After all, there was still a large possibility that the entire thing was a hoax. Or in my head. Or part of a show.

And even if it wasn't any of these, there wasn't a rule that said I wouldn't turn back into a human, was there? I couldn't afford to be a pessimist now.

It had barely been a day and I was already frustrated with the bear. How did these teddy bears communicate? (Oh wait, scratch that. They're toys. They don't talk)

I didn't even get a user manual on how to operate the toy I was in. Walking was a chore with these tiny, soft and hairy legs. Writing with bear hands? It was the most tiring job I'd ever done. I'd already made a gazillion spelling errors in this book, not to mention the little lines scrawled all over the place as I tried to doodle. 

And it was merely the third entry.

The least the world could do was put me back into my old body! It took years of practice perfecting the human body's working. I wonder how long I would be in this little bear.
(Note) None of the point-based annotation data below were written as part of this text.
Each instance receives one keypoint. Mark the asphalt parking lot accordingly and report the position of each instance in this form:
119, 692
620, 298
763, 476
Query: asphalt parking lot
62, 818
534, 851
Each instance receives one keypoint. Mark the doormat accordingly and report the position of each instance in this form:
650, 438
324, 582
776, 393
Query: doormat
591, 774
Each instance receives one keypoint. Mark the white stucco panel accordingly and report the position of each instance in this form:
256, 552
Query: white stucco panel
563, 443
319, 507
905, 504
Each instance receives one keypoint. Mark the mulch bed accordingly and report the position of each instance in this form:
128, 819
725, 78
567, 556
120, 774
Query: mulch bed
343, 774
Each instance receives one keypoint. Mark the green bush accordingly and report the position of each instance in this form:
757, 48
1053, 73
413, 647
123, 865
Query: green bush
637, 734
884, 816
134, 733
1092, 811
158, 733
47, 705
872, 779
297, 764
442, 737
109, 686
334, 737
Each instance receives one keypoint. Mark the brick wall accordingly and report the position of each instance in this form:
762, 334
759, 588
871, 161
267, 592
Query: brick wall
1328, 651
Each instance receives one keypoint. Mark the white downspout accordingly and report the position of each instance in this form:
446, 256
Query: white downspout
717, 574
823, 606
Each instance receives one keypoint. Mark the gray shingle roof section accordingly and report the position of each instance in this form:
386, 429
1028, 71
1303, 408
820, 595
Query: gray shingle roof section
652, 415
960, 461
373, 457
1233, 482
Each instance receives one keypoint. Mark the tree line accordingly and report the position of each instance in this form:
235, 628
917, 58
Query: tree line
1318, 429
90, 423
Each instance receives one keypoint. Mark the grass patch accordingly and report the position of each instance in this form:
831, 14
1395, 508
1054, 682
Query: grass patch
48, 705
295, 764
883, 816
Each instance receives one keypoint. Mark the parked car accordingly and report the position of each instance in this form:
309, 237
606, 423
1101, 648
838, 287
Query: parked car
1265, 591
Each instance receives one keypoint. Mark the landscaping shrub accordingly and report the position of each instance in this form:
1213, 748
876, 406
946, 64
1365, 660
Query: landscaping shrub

I tried not to think about the time it could possibly take.

The next moment a whirlwind of pink, purple and glitter had picked me up and was sailing towards the door, all the while humming softly to itself.

Ellie.

I remember smiling at the happiness radiating off her. (Maybe a small part of me was annoyed she was happy while I was not, but a larger was glad she wasn't crying. That was just annoying.)

"Snoopy!" I cringed at the name she had given to the bear. If I'd known I was going to be stuck in it earlier, I would have tried to change her mind about the name.

Oblivious to my inner musings she threw me into the air making my heart come to my throat. 

Then she twirled me round and round until the world turned into a blur of colors.

Her next words still resonate in my ears.

"Marcus is doing better! They say there is a possibility he might completely  heal!"

"Marcus is doing better! They say there is a possibility he might completely  heal!"